Walking through The Walking Dead with text exploration
Walker, Biter, The Governor, Negan, JSS, Terminus – if these words raise your blood pressure like they do mine, then you’re probably just as big of a fan of the TV show The Walking Dead as I am.
And if you’re a fan of the show but haven’t made it through season seven yet, then now would be a good time to stop reading this post because there will be spoilers. You've been warned!
The Walking Dead is a TV adaptation of a popular comic book series about sheriff deputy Rick Grimes leading a group of survivors through the zombie apocalypse. While the zombies cause plenty of problems, we quickly learn that rival groups of survivors are the biggest threat to the well-being of Rick and his entourage.
With the eighth season of the show about to start, I got excited to find and analyze some data related to The Walking Dead. As I do anytime I want to learn about something, I headed over to Wikipedia and skimmed over the entry for the show. Using the Internet Open feature in JMP and a handful of table merges, I was able to put together a data set about The Walking Dead without much effort. My data set includes information like number of viewers, writer, director, and a short description (a paragraph or so) for each episode. The figure below gives you an idea of what my final table looks like:
A sample of what the data look like
*****Spoiler alert! This is your last chance to stop reading before there are serious spoilers!*****
The first thing I wanted to look at was a summary of the episode descriptions. The Text Explorer platform was added in JMP 13, and it has quickly become one of my favorite parts of JMP. Text Explorer is a great way to quickly start exploring your unstructured text data. After feeding the description of each episode into Text Explorer, the first thing I like to do is look at the list of most common terms and phrases.
A list of common words and phrases in episode descriptions
The list of terms shouldn’t be too surprising for fans of the show. It is more or less a who’s who of characters in the show. Rick is Rick Grimes, the main character of the show. We see some of the other main characters like Darryl, Carol, the Governor, and Michonne. “Walker” is the term that many of the characters use to refer to zombies, so no surprise that it is near the top of the list.

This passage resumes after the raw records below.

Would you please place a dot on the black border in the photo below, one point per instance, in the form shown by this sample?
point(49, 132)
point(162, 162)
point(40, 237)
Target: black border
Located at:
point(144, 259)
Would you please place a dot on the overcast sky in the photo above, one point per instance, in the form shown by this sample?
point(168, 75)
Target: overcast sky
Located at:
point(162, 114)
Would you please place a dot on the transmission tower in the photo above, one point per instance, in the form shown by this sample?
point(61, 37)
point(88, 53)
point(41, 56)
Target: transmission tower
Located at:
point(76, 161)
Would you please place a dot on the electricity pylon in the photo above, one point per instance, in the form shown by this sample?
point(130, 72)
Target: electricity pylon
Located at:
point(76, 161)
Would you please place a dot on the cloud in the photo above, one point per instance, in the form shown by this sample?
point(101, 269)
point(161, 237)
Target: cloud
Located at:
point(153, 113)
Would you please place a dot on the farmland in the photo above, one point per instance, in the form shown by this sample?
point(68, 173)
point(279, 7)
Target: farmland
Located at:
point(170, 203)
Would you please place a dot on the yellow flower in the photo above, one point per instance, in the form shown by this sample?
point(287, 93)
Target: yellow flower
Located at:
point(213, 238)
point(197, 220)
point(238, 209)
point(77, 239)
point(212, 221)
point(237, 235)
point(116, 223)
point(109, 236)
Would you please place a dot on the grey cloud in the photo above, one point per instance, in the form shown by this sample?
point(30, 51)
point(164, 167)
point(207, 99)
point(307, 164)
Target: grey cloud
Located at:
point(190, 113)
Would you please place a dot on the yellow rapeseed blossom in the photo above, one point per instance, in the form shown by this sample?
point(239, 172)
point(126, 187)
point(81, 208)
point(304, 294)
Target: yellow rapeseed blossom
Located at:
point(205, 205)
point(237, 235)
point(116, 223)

The list of popular phrases reminds us of some of the major storylines in the show. Rick and his group of survivors struggle with Negan and the Saviors, encounter hordes (and herds!) of walkers, and try to protect their compound in Alexandria. We’re also reminded of the power struggle between Rick and Shane and the romance between Glenn and Maggie. As we can see here, even just looking at the list of common terms and phrases can give us a lot of information about the descriptions of each episode.

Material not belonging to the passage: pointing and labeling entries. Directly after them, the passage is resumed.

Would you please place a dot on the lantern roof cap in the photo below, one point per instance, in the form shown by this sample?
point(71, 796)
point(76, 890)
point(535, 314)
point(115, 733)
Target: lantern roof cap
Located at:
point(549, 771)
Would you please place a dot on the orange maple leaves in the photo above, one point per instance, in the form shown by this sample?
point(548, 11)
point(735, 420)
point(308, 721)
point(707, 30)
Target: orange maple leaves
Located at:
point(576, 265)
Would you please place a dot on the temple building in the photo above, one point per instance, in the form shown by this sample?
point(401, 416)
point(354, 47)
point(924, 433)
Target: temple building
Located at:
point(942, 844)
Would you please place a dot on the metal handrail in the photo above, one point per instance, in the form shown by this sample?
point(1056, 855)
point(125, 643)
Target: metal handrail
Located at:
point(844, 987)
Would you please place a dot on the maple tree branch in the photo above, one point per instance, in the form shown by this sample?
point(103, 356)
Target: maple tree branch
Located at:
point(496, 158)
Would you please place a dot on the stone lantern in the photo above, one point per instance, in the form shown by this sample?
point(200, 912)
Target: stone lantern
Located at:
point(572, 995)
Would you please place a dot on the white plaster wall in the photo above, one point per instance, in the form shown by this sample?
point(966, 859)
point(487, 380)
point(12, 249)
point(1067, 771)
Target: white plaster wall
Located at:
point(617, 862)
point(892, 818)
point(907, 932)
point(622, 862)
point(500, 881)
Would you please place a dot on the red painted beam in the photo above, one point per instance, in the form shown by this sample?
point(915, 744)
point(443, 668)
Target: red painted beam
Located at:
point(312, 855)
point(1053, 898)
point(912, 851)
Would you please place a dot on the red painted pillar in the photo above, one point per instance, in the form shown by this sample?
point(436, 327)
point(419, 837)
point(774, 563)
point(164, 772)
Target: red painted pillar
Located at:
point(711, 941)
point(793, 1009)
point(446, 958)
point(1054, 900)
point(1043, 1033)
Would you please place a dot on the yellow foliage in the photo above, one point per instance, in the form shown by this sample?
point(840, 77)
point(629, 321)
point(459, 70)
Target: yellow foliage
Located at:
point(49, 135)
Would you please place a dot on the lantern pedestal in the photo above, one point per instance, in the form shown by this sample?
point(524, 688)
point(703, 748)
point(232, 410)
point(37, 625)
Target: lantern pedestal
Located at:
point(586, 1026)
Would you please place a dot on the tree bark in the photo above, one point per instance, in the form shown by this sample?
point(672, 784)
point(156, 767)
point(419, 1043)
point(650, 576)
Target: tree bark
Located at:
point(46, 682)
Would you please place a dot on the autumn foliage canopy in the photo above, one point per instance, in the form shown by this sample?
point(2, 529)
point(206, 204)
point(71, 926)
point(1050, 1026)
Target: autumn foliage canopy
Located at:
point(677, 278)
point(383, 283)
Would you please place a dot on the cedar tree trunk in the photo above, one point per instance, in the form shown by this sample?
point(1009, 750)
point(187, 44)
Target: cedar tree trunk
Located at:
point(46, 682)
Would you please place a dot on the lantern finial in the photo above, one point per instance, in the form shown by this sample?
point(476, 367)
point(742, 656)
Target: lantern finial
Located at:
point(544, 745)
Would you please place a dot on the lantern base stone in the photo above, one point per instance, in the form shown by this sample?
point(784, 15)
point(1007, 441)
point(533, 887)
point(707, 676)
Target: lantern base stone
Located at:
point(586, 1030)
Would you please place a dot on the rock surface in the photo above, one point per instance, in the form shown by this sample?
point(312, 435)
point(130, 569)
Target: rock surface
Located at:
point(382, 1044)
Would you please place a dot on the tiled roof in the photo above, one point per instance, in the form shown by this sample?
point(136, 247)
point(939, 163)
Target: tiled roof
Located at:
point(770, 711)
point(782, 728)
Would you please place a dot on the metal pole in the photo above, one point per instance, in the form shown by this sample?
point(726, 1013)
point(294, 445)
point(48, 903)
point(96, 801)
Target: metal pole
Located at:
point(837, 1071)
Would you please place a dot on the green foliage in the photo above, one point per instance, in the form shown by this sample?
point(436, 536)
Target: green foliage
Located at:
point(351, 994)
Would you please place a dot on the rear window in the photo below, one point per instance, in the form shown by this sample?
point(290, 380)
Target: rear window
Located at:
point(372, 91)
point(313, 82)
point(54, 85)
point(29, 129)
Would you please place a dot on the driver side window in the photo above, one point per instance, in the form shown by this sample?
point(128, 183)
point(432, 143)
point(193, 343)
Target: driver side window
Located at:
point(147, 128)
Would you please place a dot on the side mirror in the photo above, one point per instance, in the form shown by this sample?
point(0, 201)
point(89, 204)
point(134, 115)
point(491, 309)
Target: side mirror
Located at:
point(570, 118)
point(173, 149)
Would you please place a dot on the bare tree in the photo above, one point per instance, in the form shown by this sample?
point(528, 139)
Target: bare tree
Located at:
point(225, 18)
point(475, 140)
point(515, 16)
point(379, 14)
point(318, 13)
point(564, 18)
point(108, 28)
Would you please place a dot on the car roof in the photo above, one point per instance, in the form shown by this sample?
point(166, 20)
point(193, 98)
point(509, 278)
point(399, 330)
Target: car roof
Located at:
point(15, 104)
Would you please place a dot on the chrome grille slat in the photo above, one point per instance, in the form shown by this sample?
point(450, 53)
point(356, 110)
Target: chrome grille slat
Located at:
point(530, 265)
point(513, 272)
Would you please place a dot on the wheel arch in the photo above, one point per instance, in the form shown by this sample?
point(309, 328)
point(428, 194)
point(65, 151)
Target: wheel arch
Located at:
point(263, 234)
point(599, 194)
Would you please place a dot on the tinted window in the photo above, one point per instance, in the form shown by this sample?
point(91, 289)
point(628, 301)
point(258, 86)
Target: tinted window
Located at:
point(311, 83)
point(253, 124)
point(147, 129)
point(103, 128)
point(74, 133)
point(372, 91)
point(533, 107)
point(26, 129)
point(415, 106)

Text Explorer provides another useful tool for looking for trends in our text data – Topic Analysis. My colleague Laura provided a nice explanation of topic analysis in a recent blog post. Looking at the first 10 topics contained in the descriptions of Walking Dead episodes, we can clearly make out a few of the major storylines that have unfolded so far. The first topic seems to come from the third season, where Rick and his group are inhabiting a prison and have to defend themselves against the nearby town of Woodbury led by The Governor. After the prison is destroyed, Rick and his group are split up and eventually reconvene in Terminus, which we see in Topic 5. We could go through topic by topic (and I encourage you to do so in the comments!), but I think that it is sufficient to say that as both a statistician and a fan of the show, I thought it was cool how well the topic analysis was able to recover the story arcs.

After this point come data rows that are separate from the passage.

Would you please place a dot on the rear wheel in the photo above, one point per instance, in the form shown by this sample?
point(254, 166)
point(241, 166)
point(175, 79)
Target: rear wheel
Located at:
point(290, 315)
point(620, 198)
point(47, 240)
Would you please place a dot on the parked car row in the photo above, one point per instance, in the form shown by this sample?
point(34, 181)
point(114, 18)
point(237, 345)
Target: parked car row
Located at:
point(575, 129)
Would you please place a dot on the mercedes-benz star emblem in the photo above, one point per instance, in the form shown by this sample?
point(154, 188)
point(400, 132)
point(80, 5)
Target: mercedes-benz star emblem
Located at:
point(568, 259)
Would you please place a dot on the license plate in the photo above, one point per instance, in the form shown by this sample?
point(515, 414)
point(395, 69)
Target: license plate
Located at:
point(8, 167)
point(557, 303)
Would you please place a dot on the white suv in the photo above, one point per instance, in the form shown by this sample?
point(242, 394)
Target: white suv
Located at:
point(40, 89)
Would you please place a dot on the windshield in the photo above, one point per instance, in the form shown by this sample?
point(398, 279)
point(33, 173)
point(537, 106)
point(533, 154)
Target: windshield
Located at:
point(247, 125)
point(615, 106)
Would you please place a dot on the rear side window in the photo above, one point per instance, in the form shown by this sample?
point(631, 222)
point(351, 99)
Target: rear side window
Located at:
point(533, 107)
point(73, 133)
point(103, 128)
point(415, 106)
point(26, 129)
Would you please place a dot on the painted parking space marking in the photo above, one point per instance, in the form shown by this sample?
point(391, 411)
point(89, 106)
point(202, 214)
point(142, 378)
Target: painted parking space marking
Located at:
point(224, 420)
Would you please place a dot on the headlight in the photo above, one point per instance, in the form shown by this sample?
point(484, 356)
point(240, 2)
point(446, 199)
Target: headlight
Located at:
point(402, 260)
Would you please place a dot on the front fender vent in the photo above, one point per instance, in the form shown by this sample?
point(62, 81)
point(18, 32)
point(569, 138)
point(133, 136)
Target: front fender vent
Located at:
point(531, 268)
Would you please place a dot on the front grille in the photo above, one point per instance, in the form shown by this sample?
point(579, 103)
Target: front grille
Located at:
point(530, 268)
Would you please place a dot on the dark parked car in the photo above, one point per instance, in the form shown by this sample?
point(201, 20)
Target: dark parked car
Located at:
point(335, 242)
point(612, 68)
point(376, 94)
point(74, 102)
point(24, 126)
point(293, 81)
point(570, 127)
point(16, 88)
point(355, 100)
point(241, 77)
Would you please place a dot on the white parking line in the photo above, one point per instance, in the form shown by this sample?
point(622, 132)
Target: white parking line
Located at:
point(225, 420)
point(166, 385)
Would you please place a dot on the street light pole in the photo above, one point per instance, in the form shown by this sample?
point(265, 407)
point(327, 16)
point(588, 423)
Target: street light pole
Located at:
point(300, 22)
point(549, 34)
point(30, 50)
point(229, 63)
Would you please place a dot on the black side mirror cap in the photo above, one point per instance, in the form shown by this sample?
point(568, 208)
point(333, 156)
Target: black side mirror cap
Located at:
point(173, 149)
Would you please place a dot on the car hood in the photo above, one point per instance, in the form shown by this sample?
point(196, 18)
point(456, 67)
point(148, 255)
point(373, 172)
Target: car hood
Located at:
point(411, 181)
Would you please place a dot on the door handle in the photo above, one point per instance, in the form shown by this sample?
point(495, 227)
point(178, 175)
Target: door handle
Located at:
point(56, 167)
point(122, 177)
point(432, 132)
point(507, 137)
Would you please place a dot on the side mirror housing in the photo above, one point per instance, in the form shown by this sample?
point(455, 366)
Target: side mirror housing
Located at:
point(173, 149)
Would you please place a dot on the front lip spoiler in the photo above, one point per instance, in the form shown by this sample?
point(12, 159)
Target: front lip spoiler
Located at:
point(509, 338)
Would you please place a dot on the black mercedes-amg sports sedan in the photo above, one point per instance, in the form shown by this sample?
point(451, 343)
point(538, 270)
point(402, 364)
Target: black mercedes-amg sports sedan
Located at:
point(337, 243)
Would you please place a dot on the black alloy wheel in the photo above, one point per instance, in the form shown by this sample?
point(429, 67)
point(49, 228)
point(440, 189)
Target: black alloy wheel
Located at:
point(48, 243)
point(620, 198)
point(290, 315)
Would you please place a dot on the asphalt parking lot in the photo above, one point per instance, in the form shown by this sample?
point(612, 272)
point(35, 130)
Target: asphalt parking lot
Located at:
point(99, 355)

Topic Analysis of episode descriptions
Now if you’re a fan of the show, you know that season seven of The Walking Dead got started off with a serious shock: Super-villain Negan killed fan-favorites Abraham and Glenn. The season premiere seemed to rattle and upset a lot of fans, so I wondered if people stopped watching the show as a result. The data that I downloaded from Wikipedia includes the number of viewers, so I’m ready to fit a model and look at how viewership changes over time.
Now what does the number of viewers mean in the days of DVR and streaming? I’m not so sure, but it is a (crude) measure of the show’s popularity. If we plot the number of viewers against time, it sure looks like some fans tuned out after what happened to Glenn and Abraham. And this story suggests that the season didn't get much better after the premiere, as the list of least popular episodes contains a good bit of season seven.
Figure 1: Number of viewers for each episode of The Walking Dead
To learn about the show's viewership, I fit a change-point type model with covariates similar to what I did in a previous post about LeBron James. Here I’m using the Lasso in the Generalized Regression platform in JMP Pro to fit a model that will accommodate a moving average as well as other effects like who wrote the episode, who directed the episode, and outliers. It doesn’t seem like knowing the writer or director of an episode would impact a viewer’s decision to watch or not to watch an episode, but I certainly wouldn’t rule it out. Fans of the show can be pretty dedicated, or at least dedicated enough to watch The Talking Dead – a live recap show that follows each episode.
So what did our model tell us? For one, it confirmed that the writer and director didn’t really seem to impact the number of viewers. It also suggests that season premieres tend to provide a boost of almost a million extra viewers. This shouldn’t be surprising because the show always does a good job leaving us hanging in between seasons and building tension for the premiere. Similarly, season finales also provide a bump of about a million extra viewers. There are also some outlier episodes like “The Day Will Come When You Won’t Be," the season seven premiere. Again, not too surprising. The season six finale set up Negan doing something drastic to Rick’s group, and there was serious anticipation built up for “The Day Will Come when You Won’t Be.” Below is a summary of the biggest outlier episodes and how many extra (or fewer) viewers in millions watched than expected.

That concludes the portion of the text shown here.